Phoenix Project
CHANGES File
Last revised May 27, 2009

This file documents the changes of Phoenix 2 over the original Phoenix release.


1. Highlights
-------------

- Linux (x86_64) support
- Enhanced NUMA support for Solaris environment
- Improved performance and stability


2. API Changes
--------------

2.1. Initializer and Finalizer Interfaces

Phoenix 2 uses thread pool to minimize thread creation / deletion across
multiple map_reduce() invocations. Hence the library should be initialized / 
finalized once for each process. Applications should call map_reduce_init() 
before calling map_reduce(), and should call map_reduce_finalize() before 
exit.

2.2. Use of Iterator in Reduce Function Interface

Now the reduce_t reduce function interface takes iterator as an argument.
This allowed us to decouple the internal buffer implementation from what is 
presented to the user reduce function. Prefetching was added on the back of 
the iterator as well. For example uses of iterators please refer to the sample 
applications.

2.3. Combiner Function

Users can specify a combiner_t function to the runtime to perform partial
reduction at the end of the map phase. As noted in the original MapReduce
paper, the reduce function should be commutative and associative to guarantee
the same result using combiner. This interface was originally introduced 
to reduce the amount of map-to-reduce phase cross-chip memory traffic in NUMA 
environment. 

However, we find that combiners are also useful to reduce memory allocation 
pressure by reusing some of the buffers. For those workloads that generate 
large amounts of intermediate data (e.g., word_count), this approach can be 
useful at high thread count. Uncommenting the INCREMENTAL_COMBINER definition 
in src/map_reduce.c file enables this feature.

2.4. Locator Function

When compiled for Solaris, the Phoenix library performs locality-aware map task
distribution for NUMA environment, using Solaris Memory Placement Optimization 
(MPO) interface. A task queue is created for each locality group, and tasks are
distributed according to the location of the physical memory that backs the 
data chunk to be processed.

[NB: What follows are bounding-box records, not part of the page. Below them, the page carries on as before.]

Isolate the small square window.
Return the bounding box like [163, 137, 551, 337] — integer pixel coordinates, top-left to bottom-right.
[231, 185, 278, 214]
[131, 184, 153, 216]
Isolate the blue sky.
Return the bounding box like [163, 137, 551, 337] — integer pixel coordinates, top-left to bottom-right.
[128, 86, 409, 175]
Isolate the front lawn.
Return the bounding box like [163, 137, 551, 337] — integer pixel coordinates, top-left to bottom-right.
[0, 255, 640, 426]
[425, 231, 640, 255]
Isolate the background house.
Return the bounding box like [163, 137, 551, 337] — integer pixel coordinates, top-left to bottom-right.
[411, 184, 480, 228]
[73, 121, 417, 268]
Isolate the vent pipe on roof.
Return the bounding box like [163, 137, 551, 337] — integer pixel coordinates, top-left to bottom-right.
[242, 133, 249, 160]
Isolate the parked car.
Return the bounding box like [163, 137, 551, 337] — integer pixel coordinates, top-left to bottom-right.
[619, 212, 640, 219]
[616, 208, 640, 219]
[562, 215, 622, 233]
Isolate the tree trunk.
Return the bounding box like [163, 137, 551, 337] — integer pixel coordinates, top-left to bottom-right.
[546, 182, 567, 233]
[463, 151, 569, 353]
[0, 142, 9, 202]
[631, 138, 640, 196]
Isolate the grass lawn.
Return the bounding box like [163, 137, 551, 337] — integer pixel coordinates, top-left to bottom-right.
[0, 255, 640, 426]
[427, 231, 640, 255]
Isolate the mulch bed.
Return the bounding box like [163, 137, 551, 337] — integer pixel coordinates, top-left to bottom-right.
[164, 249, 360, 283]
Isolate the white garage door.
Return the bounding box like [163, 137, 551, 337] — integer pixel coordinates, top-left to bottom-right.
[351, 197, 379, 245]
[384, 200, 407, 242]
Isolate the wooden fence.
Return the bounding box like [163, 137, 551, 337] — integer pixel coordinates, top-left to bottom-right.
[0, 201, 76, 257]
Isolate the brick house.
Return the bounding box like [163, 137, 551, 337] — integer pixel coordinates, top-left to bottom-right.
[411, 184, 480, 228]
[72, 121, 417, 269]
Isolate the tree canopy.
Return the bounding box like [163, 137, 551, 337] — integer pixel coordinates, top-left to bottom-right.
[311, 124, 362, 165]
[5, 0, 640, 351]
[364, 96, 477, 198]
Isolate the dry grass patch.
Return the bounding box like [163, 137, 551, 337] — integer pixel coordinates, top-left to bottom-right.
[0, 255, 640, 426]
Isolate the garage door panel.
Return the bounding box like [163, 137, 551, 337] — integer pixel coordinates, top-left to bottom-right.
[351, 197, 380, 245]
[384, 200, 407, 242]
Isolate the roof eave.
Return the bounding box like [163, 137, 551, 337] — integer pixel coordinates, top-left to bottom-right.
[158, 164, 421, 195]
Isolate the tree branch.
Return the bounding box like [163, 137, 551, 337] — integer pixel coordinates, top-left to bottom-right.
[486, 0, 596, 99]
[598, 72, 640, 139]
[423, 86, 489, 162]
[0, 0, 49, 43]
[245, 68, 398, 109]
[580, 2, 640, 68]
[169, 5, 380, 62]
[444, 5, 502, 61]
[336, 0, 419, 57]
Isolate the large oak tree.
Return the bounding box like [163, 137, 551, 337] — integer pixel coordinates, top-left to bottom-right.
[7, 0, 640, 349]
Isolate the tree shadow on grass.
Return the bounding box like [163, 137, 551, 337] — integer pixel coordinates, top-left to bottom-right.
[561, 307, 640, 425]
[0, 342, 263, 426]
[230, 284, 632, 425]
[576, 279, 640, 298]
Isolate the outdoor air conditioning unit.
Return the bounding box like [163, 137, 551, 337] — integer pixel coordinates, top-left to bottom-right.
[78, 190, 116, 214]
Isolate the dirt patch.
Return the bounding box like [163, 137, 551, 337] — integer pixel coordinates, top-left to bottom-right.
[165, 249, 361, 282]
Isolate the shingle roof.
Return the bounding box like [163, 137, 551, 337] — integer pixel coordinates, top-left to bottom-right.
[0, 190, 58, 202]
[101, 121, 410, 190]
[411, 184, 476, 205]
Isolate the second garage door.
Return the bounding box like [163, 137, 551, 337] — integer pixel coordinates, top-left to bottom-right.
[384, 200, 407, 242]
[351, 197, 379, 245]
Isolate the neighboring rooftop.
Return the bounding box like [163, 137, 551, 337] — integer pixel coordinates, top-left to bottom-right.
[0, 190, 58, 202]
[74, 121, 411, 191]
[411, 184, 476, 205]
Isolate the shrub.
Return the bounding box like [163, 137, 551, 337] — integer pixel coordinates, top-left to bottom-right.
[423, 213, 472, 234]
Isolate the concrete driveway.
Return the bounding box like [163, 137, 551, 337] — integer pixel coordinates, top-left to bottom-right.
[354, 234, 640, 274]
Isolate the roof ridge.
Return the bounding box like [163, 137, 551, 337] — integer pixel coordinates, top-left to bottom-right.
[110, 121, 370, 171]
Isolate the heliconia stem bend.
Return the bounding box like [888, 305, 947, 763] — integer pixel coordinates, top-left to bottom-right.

Threads work on their local task queue first, and
start performing task stealing across locality groups when the queue becomes
empty. locator_t locator function interface is used to query which memory 
region a map task would be working on. This function can be written by slightly 
modifying the partition function. For example uses please refer to the sample 
applications. 

Locality-aware task distribution is not yet implemented for Linux. Users can
implement the feature by providing codes for Linux in the src/locality.c file.


3. Implementation Changes
-------------------------

3.1. Cross-Platform Compatibility

Platform-dependent codes were removed from the src/map_reduce.c file, and 
were given dedicated source modules that together form an abstraction layer. 
src/processor.[ch] defines the module for processor status querying / thread 
binding. src/locality.[ch] defines the NUMA support module. All the memory 
operations were forced into src/memory.[ch] to allow the use of custom memory 
allocator.

In general, at compile time, the Defines.mk file detects the current platform
and defines OS and architecture flags. All the source codes were restructured 
to generate codes accordingly. We have experimented the library
on Solaris (SPARC) and Linux (x86_64) environment. Some of the users were
successful in running the library on Solaris (x86_64) as well.

3.2. Library Linkage

Linkage can be changed by setting the LINKAGE variable in Defines.mk file.
Compiled library goes into lib directory, and the applications link against 
that location. The library does static linking by default.


4. Application Changes
----------------------

4.1. reverse_index

reverse_index workload has been dropped since it has been identified to be I/O
bound. It would be trivial to port the reverse_index workload in the original
Phoenix release to work with Phoenix 2.


End File